Oltre alla fase preoperatoria il rendering presenta un vantaggio anche durante l’intervento. «Non è un’alternativa a TAC e risonanza magnetica, bensì un elemento aggiuntivo che incrementa sensibilità e specificità della interpretazione chirurgica del problema, una sorta di visione “dinamica” della anatomia statica», tiene a precisare lo specialista. «Mentre si opera, infatti, è possibile ruotare il modello tridimensionale dell’organo e capire meglio dove intervenire. I primi a credere in questa tecnologia sono stati gli asiatici ed i Colleghi di Verona della scuola chirurgica del Prof. Guglielmi – aggiunge il chirurgo – che hanno dimostrato come il rendering fornisca al chirurgo una percezione delle variazioni anatomiche superiore del 30% rispetto ad una TAC o risonanza magnetica. Questo significa che in sala operatoria non ci sono più sorprese, ma si può preparare ogni intervento nel dettaglio per avere una situazione di massima sicurezza».
Anche il paziente ha un vantaggio dal rendering 3D. «Finalmente è possibile mostrare il modello in stampa tridimensionale dell’organo malato, indicare il punto preciso in cui si trova il tumore e la reale complessità dell’intervento – puntualizza Cotsoglou -. Questo permetterà ai pazienti di essere pienamente consapevoli di quanto dovranno affrontare e prepararsi al meglio alle cure».
Se l’intelligenza artificiale con il rendering 3D ha dato una spinta eccezionale per la preparazione e l’esecuzione di un intervento di chirurgia oncologica, è altrettanto vero che senza l’uomo, la tecnologia poco farebbe.
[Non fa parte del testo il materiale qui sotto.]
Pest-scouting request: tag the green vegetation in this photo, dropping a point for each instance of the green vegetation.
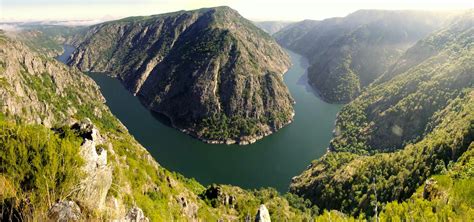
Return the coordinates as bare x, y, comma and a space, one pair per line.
46, 39
40, 165
413, 124
37, 166
347, 54
200, 67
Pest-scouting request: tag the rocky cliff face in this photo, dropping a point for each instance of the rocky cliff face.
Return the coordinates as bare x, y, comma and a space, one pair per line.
65, 157
212, 72
347, 54
415, 121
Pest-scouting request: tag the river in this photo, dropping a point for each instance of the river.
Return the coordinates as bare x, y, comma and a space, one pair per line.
270, 162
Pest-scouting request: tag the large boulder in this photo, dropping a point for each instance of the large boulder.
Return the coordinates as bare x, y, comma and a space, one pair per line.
98, 179
64, 211
135, 214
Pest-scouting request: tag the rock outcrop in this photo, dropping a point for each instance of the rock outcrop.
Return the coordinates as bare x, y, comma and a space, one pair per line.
135, 215
64, 211
262, 214
213, 73
347, 54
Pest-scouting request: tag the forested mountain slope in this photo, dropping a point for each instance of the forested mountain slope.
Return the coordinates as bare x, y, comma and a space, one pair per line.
416, 122
212, 72
347, 54
271, 27
64, 155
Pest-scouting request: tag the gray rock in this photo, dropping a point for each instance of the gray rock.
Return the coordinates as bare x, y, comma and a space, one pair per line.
262, 214
65, 211
98, 179
135, 214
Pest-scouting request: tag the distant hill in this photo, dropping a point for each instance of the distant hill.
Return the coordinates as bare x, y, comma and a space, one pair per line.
347, 54
416, 121
212, 72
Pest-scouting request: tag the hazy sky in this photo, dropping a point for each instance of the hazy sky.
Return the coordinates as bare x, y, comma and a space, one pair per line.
21, 10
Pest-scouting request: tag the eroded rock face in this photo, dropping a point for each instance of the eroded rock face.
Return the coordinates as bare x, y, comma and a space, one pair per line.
135, 215
262, 214
98, 178
215, 193
211, 72
64, 211
188, 208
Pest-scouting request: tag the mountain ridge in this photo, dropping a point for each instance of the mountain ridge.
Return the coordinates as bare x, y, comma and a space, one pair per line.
225, 69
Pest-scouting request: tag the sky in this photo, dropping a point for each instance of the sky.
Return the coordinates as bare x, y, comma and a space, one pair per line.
257, 10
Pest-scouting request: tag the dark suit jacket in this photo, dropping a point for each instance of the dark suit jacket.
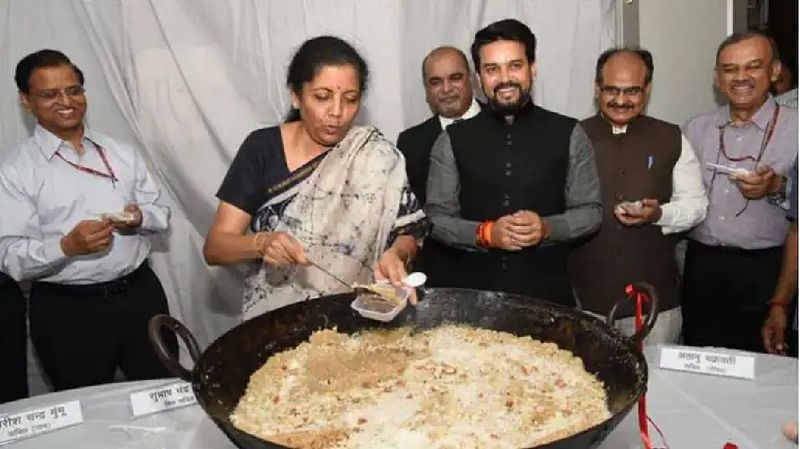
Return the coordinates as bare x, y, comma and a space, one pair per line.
415, 143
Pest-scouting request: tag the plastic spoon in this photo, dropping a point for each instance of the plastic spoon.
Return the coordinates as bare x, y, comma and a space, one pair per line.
415, 279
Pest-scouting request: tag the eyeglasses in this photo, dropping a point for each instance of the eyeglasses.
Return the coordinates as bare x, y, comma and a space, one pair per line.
757, 159
52, 94
633, 91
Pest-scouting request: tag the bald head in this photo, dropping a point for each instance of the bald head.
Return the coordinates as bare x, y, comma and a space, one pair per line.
446, 76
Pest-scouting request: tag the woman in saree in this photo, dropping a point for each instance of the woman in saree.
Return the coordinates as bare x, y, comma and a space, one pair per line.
316, 188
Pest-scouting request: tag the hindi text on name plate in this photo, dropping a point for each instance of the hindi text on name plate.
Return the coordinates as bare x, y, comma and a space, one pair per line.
164, 397
702, 361
29, 423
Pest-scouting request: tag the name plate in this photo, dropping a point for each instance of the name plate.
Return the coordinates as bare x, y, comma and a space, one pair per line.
694, 360
16, 426
165, 397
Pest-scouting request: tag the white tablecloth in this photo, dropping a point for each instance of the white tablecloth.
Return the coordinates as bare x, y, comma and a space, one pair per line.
694, 412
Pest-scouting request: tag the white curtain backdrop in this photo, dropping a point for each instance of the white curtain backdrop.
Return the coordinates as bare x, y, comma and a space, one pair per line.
187, 80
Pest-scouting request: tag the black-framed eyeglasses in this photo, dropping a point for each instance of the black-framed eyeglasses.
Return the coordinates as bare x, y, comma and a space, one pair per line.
51, 94
632, 91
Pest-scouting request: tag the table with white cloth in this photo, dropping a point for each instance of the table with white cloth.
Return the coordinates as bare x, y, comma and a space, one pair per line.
694, 411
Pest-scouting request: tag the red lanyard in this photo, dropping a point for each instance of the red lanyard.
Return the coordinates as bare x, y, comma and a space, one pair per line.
644, 418
110, 172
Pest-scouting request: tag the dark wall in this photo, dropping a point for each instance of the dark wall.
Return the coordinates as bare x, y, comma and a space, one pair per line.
782, 25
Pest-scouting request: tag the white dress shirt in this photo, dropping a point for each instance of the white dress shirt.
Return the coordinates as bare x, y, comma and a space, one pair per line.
473, 110
688, 203
43, 198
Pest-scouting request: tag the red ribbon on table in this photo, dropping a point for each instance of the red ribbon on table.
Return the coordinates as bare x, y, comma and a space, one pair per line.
641, 298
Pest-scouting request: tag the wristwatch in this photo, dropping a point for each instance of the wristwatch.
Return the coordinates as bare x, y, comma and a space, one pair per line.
778, 197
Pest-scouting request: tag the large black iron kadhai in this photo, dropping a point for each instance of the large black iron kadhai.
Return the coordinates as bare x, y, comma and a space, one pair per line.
221, 373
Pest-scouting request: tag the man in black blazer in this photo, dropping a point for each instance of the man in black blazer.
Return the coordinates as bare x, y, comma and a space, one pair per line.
14, 338
448, 91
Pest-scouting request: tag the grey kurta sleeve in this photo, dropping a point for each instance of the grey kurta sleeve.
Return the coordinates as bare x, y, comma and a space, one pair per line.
442, 206
584, 208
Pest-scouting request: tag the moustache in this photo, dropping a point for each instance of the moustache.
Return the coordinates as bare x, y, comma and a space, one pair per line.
506, 85
745, 83
626, 106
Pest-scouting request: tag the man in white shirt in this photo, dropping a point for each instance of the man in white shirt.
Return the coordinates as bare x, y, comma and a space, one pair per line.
652, 190
92, 292
448, 92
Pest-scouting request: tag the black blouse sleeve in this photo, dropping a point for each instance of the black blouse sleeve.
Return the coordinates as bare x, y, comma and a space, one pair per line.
245, 184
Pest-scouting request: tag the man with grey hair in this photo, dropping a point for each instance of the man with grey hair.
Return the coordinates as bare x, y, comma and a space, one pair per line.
448, 92
746, 149
652, 191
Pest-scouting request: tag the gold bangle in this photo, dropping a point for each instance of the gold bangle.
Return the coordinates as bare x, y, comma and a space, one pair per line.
258, 242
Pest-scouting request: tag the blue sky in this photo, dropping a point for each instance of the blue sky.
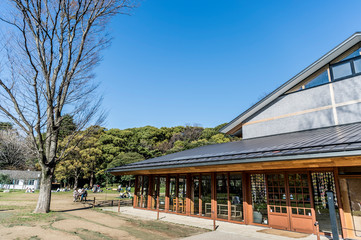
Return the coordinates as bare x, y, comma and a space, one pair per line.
204, 62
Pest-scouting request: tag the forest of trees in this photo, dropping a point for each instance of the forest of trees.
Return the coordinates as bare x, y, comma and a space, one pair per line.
94, 150
99, 149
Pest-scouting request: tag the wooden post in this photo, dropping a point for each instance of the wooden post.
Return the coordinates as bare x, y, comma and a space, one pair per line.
228, 197
213, 199
167, 183
135, 197
150, 191
317, 231
189, 194
346, 208
158, 194
176, 193
213, 196
340, 205
247, 198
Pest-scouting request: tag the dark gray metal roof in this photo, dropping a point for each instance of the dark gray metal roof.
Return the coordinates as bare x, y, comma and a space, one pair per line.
17, 174
342, 140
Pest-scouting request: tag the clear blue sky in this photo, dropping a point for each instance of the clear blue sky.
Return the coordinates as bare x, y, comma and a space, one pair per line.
204, 62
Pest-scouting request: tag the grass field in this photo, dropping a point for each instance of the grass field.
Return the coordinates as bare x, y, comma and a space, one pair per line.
69, 220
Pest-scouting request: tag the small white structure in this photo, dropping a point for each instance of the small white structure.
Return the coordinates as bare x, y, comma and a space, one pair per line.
22, 179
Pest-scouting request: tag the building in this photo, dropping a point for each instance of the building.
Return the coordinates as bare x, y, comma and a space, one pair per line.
22, 179
298, 143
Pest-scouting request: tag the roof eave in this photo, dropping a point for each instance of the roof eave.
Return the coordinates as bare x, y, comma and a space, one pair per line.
324, 60
249, 160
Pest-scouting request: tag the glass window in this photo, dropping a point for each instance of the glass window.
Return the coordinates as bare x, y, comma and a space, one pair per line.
222, 196
357, 65
195, 195
172, 194
155, 192
145, 186
236, 197
322, 182
206, 195
139, 190
355, 200
342, 70
182, 192
162, 187
352, 55
259, 198
320, 79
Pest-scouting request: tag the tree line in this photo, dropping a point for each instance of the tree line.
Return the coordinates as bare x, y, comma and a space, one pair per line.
97, 149
89, 154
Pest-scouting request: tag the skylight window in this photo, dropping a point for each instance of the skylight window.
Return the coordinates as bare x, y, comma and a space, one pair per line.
354, 54
320, 79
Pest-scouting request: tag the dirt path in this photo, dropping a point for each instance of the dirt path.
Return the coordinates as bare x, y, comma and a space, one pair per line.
69, 220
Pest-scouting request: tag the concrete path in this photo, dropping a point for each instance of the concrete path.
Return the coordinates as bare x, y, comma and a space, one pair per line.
225, 230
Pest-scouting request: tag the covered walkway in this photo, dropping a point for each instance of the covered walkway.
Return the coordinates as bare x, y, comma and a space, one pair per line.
225, 230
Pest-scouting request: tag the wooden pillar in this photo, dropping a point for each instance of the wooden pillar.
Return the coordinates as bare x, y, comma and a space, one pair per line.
247, 198
340, 206
142, 193
213, 196
167, 183
349, 227
229, 200
176, 192
200, 196
158, 192
188, 193
313, 212
135, 198
150, 191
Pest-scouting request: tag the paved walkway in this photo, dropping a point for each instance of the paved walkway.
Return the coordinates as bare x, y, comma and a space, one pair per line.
225, 230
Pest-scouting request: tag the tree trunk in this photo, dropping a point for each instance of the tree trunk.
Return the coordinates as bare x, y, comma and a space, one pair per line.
76, 182
43, 205
91, 180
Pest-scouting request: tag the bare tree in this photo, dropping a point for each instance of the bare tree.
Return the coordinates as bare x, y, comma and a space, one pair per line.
15, 150
51, 49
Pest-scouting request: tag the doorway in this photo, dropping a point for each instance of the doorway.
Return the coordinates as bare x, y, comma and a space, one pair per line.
290, 203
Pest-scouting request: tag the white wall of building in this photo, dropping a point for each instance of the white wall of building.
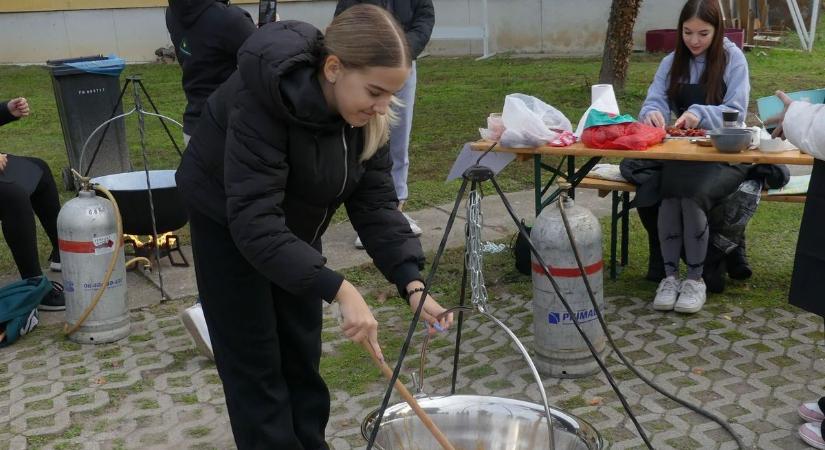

Per questa ragione è essenziale la formazione dei medici chirurghi che a Vimercate hanno l’opportunità di sperimentare il rendering 3D. «Con una visione diretta tridimensionale, più simile alla realtà, si impara meglio – conclude il chirurgo -. E come centro di formazione abbiamo optato per un tirocinio innovativo in grado di far comprendere alle nuove generazioni e agli specialisti come intervenire su un tumore del tratto epatobiliopancreatico anche con l’ausilio del rendering 3D».